= Jeannette Ng's Campbell Award acceptance speech =

2019 speech

On August 18, 2019, Hong Kong author Jeannette Ng won the John W. Campbell Award for Best New Writer at that year's World Science Fiction Convention. Her acceptance speech, in which she called award namesake John W. Campbell a "fucking fascist" and harshly criticized his influence on the field of science fiction, led to significant debate within science fiction fandom regarding Campbell's legacy.

==Background==
John W. Campbell Jr. was the editor of Astounding Science Fiction (renamed Analog Science Fiction and Fact in 1960) from 1937 until his death in 1971. The early years of his editorship are often referred to as the Golden Age of Science Fiction. Because of his role in launching the careers of many important writers, in 1973 the World Science Fiction Society created an annual award for the best new writer, named in Campbell's honor. Although this award was, like the Hugo Awards, voted on by the members of the World Science Fiction Society, it was not itself a Hugo award, and was instead administered by the publishers of Analog.

Even during his lifetime, however, Campbell's political stances on many issues were controversial, and this controversy increased in the decades after his death, with some commentators focusing on the extent to which his role as Astounding/Analog editor enabled him to shape both the content of the magazine and the demographics of its contributors.

The 77th World Science Fiction Convention was held in Dublin, Ireland, on August 15–19, 2019. The winners of the Hugo Awards and other prizes, including the Campbell Award, were announced on August 18.

==Speech==
Ng opened her acceptance speech with "John W. Campbell, for whom this award was named, was a fucking fascist!" She went on to say that he was "responsible for setting a tone of science fiction that still haunts the genre to this day", but then noted that the genre had become "wilder and stranger than his mind could imagine or allow", and emphasized that she was proud to be a part of it.
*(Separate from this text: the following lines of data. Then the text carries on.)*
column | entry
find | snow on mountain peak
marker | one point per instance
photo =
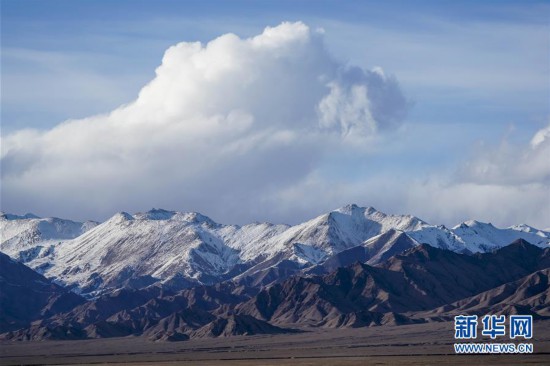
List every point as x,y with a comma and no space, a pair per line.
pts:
159,245
8,216
155,214
121,217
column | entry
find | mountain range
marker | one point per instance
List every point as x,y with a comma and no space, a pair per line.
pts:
173,276
179,250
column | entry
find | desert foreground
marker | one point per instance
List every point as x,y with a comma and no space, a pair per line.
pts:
424,344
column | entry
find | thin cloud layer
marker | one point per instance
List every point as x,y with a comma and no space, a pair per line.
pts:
221,127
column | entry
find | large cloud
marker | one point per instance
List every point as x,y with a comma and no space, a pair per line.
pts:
221,127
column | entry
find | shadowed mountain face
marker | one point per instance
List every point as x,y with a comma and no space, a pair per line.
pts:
26,296
422,284
420,279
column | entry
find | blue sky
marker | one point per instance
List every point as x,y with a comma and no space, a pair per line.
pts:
476,77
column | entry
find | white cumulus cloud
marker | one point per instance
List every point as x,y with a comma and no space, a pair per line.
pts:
220,127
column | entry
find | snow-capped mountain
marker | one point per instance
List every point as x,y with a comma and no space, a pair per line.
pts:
178,249
26,237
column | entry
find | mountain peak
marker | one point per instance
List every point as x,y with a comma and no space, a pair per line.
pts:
8,216
156,214
121,217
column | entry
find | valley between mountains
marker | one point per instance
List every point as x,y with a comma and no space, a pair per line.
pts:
173,276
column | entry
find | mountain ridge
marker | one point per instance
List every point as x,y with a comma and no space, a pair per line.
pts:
182,249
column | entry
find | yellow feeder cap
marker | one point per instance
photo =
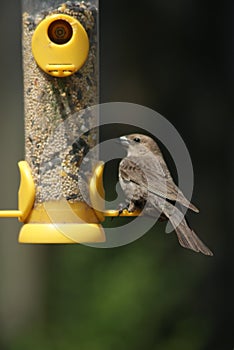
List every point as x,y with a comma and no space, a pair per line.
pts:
60,45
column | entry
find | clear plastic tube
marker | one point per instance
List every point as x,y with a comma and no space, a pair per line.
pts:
58,133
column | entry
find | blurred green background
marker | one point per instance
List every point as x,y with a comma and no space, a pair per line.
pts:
175,57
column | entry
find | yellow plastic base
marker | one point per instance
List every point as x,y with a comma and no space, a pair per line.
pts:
50,233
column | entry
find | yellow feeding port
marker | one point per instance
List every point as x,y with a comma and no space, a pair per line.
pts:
60,45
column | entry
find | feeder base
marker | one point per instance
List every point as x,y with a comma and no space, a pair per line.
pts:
61,233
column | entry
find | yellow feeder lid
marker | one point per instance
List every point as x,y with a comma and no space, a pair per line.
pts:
60,45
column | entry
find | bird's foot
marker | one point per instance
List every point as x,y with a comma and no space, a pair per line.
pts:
122,207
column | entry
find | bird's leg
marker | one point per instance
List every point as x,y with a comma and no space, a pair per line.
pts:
131,207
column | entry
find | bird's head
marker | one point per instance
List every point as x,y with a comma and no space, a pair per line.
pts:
139,145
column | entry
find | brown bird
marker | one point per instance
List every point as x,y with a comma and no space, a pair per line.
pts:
147,183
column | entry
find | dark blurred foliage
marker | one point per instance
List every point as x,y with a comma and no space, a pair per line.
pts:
176,58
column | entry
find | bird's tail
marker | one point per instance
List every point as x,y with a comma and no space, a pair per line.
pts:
186,236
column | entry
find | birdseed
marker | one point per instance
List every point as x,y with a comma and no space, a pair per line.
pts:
57,113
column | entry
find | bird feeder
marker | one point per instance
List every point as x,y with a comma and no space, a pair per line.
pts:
60,63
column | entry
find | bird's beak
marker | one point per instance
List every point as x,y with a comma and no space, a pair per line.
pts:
124,141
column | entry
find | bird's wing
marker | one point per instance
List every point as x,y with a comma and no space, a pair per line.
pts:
153,174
She next spoke about the then-active protests in Hong Kong, which she described as "the most cyberpunk city in the world", where protesters were struggling "with the masked, anonymous stormtroopers of an autocratic Empire". She concluded by demonstrating that the artificial peacock in her hat had a mechanical tail which she was able to raise.

Ng has stated that she had not expected to win, and thus had not prepared a speech ahead of time; after another attendee criticized her for being unprepared, she wrote the speech on her phone during the award ceremony itself.

==Outcome==
A week after Ng gave her speech, Analog announced that they were changing the name of the award for best new writer from the "John W. Campbell Award" to the "Astounding Award". Although they did not explicitly cite Ng's speech as the reason for the change, the majority of media sources agreed that this was in fact the reason; however, author John Scalzi (who himself won the award in 2006) opined that "Ng wasn't an errant spark that caused an unexpected explosion; she was the agitant that caused a supersaturated solution to crystallize", and that she "could not have precipitated a change so suddenly if there wasn't already something to precipitate. This was a long time coming."

In 2020, at the 78th World Science Fiction Convention, Ng won the Hugo Award for Best Related Work for the speech.